A medio camino entre la comedia y el drama conocemos a su familia. Tomás, un muchacho apocado, enfermizo e infantil, con el que Jacobo tiene una relación de acoso y dependencia. Valeria, el ojito derecho de papá, independiente y directa. E Isabel (Paulina García), su mujer, terapeuta incapaz de controlar los problemas internos familiares, siendo el contrapunto justo a su marido.

Y aún así, casi comprendemos a Jacobo, a pesar de ser muy irritante. Donde creció, el ambiente donde se crió lo moldeó tal cual, llegando él mismo a creerse que es un buen padre y que no hay otra manera de educar que la suya.Y es eso lo que puede redimir en cierto modo a este padre imperfecto de manual, que vive con la convicción de que sólo intenta proteger a su familia de este mundo tan hostil como él mismo lo califica.

Convirtiendo su herencia familiar en la piedra que Sísifo empuja, presenciamos aterrados como Tomás hereda su miedo y Valeria su agresividad.

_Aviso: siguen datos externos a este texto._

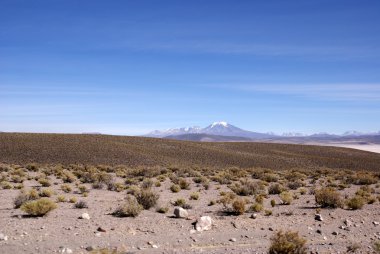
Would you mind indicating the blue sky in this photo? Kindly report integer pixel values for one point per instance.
(128, 67)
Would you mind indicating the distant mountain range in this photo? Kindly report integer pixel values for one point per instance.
(224, 132)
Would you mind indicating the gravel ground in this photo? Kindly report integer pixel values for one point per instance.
(62, 228)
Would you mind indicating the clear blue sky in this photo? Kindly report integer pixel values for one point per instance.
(128, 67)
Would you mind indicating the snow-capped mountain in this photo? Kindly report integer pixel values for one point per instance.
(216, 128)
(174, 131)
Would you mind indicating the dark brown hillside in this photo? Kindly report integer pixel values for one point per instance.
(138, 151)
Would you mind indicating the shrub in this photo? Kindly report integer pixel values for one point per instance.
(162, 209)
(38, 207)
(238, 206)
(66, 188)
(180, 202)
(376, 246)
(46, 193)
(247, 188)
(356, 202)
(275, 189)
(286, 198)
(256, 207)
(61, 198)
(98, 185)
(6, 185)
(287, 243)
(268, 212)
(82, 189)
(81, 204)
(175, 188)
(147, 183)
(328, 197)
(194, 196)
(147, 198)
(44, 182)
(183, 184)
(131, 208)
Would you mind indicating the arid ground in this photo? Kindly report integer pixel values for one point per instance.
(81, 207)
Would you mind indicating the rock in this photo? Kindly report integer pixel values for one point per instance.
(203, 223)
(90, 248)
(318, 217)
(347, 222)
(85, 216)
(100, 229)
(3, 237)
(66, 250)
(179, 212)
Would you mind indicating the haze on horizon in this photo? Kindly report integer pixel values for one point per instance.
(130, 67)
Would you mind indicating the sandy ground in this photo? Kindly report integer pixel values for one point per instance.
(62, 228)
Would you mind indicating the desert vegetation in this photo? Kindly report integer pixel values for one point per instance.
(299, 209)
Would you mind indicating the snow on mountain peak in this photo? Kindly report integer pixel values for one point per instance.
(225, 124)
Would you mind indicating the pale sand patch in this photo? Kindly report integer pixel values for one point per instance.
(375, 148)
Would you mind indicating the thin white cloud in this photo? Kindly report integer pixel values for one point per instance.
(339, 92)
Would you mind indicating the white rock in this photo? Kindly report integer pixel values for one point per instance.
(179, 212)
(203, 223)
(66, 250)
(85, 216)
(318, 217)
(3, 237)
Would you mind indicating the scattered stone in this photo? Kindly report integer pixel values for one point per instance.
(100, 229)
(85, 216)
(203, 223)
(3, 237)
(347, 222)
(179, 212)
(66, 250)
(254, 216)
(90, 248)
(318, 217)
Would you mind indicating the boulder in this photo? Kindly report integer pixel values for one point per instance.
(179, 212)
(203, 223)
(318, 217)
(85, 216)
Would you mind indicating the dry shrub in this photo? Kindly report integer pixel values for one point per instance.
(44, 182)
(356, 203)
(328, 197)
(81, 204)
(39, 207)
(184, 184)
(238, 206)
(131, 208)
(276, 189)
(247, 188)
(286, 198)
(24, 197)
(287, 243)
(175, 188)
(147, 198)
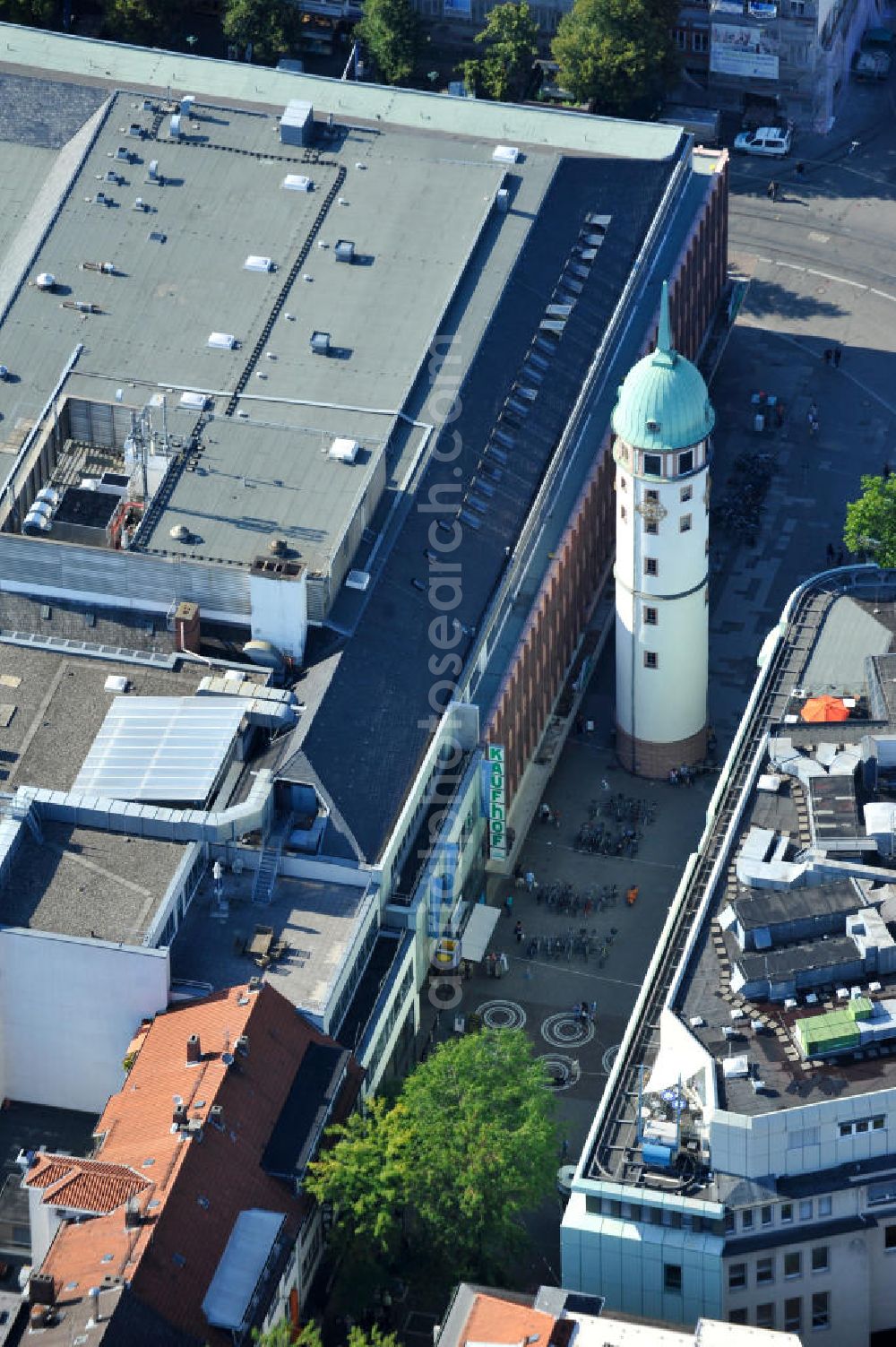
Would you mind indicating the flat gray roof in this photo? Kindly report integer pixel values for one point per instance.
(257, 481)
(101, 62)
(317, 921)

La serie es un esbozo bastante realista del clima creado por herencia familiar de agresividad y opresión. No es explícita ni morbosa, pero  la atmósfera nos muestra que la violencia está presente en cada plano, sino es con un collarín, lo es con un embarazo de riesgo o un ojo morado.

Y es esa precisamente la gran pega que le encuentro, parecer un boceto en lugar de la obra terminada. Me hubiese gustado profundizar más en los traumas creados, en no pasar tan de puntillas con algunas cosas, el que la comedia no le gane tanto terreno al drama en algunos aspectos. Reconozco que es un tema muy delicado y que el humor puede ayudar a manejar la tensión en el espectador, pero personalmente hubiese incidido más en esto. Y esa tendencia al determinismo a lo largo de la historia es realmente triste.

Los episodios se desarrollan a un ritmo más que adecuado, tomándose el tiempo justo para que podamos conocer y comprender a los Vidal.

Fenomenal ambientación de la historia en Barcelona, intercalando diálogos en catalán y en castellano, no resultando ridícula como en otras tantas series que lo del idioma es tratado de manera tan poco rigurosa que es insultante para el espectador.